NEW YORK - To mark the creation of the next great brand in communications, some 210,000 employees of Verizon Communications (NYSE: VZ) will receive a financial stake in the future success of their new company through a company-wide stock option program announced today. It is the largest broad-based option grant ever made in the telecommunications industry.
This "Founders' Grant" will provide the company's eligible employees with options to purchase a total of 55 million shares of Verizon common stock. Verizon Communications is the national communications company formed by the merger of Bell Atlantic and GTE.
"Through this extraordinary program, we are celebrating the tremendous promise of Verizon Communications and encouraging our employees, who are the founders of this new company, to help shape its future," said Verizon Chairman and co-CEO Charles R. Lee.
The stock options are priced at $43.34 per share and will vest in three years. Recipients will include benefits-eligible hourly, salaried and part-time workers on Verizon's U.S. payroll and select international and overseas payrolls as of Sept. 7, 2000. Verizon Wireless has separate benefit programs, and its workers are not included in the Founders' Grant program.
"Our talented workforce is focused on making Verizon the world's most respected brand in communications," said Verizon President and co-CEO Ivan Seidenberg. "The Founders' Grant provides our employees a long-term stake in our company and enables them to participate with our shareholders in the growth of the company's value."
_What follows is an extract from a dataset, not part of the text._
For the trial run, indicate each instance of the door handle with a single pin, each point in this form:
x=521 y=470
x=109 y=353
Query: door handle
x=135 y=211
Under the program, eligible employees below director level, who represent the majority of Verizon's workforce, will receive options to purchase between 100 and 700 shares, based on their employment category. Directors and above will receive grants according to their levels of responsibility.
Grants of 100 options to approximately 85,000 union-represented employees of the former Bell Atlantic are included in the Founders' Grant program and were announced previously. Some 40,000 union-represented employees of the former GTE also will receive grants of 100 options. Part-time employees will be eligible for one-half of the grant size in their category.
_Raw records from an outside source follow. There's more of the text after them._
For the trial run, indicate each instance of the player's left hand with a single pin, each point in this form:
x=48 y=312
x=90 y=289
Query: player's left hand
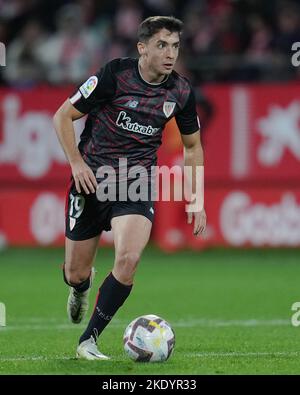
x=199 y=221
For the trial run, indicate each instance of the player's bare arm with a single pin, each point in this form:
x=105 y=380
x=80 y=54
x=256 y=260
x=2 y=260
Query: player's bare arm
x=193 y=157
x=63 y=122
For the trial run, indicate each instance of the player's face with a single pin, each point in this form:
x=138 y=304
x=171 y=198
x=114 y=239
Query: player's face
x=160 y=53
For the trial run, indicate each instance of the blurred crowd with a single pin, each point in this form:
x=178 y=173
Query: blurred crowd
x=62 y=42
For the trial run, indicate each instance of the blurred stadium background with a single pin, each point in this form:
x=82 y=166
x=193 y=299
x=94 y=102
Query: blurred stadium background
x=237 y=53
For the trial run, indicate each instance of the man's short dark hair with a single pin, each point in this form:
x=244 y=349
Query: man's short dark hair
x=154 y=24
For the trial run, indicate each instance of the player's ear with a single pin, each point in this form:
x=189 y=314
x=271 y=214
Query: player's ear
x=141 y=48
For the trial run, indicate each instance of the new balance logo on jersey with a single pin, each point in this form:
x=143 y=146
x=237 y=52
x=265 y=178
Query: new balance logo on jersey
x=124 y=121
x=168 y=108
x=132 y=103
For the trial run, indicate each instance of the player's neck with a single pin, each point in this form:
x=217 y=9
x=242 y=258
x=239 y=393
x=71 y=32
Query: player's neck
x=149 y=76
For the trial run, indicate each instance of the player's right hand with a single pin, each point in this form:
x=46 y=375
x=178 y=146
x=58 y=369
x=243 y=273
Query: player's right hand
x=84 y=177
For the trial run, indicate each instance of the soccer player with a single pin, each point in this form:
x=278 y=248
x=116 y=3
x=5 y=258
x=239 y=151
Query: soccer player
x=128 y=103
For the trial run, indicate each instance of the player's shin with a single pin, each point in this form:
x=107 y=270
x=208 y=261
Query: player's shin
x=111 y=296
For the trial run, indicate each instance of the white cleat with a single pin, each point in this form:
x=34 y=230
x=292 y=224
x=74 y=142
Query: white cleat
x=88 y=350
x=78 y=302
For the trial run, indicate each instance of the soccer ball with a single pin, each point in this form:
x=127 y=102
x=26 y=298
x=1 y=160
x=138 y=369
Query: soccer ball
x=149 y=338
Verizon Communications (NYSE:VZ), formed by the merger of Bell Atlantic and GTE, is one of the world's leading providers of communications services. Verizon companies are the largest providers of wireline and wireless communications in the United States, with more than 100 million access line equivalents and 25.6 million wireless customers. A Fortune 10 company with more than 260,000 employees and approximately $60 billion in 1999 revenues, Verizon's global presence extends to 40 countries in the Americas, Europe, Asia and the Pacific. For more information on Verizon, visit www.verizon.com .
NOTE: This press release contains statements about expected future events and financial results that are forward-looking and subject to risks and uncertainties. For those statements, we claim the protection of the safe harbor for forward-looking statements contained in the Private Securities Litigation Reform Act of 1995. The following important factors could affect future results and could cause those results to differ materially from those expressed in the forward-looking statements: materially adverse changes in economic conditions in the markets served by us or by companies in which we have substantial investments; material changes in available technology; the final outcome of federal, state, and local regulatory initiatives and proceedings, including arbitration proceedings, and judicial review of those initiatives and proceedings, pertaining to, among other matters, the terms of interconnection, access charges, universal service, and unbundled network element and resale rates; the extent, timing, success, and overall effects of competition from others in the local telephone and toll service markets; the timing and profitability of our entry into the in-region long distance market; our ability to combine former Bell Atlantic and GTE operations, satisfy regulatory conditions and obtain revenue enhancements and cost savings following the merger; the profitability of our entry into the nationwide broadband access market, including the impact of our transaction with Northpoint Communications; the ability of Verizon Wireless to combine operations and obtain revenue enhancements and cost savings; and our ability to convert our ownership interest in Genuity Inc. into a controlling interest consistent with regulatory conditions, and Genuity's ensuing profitability.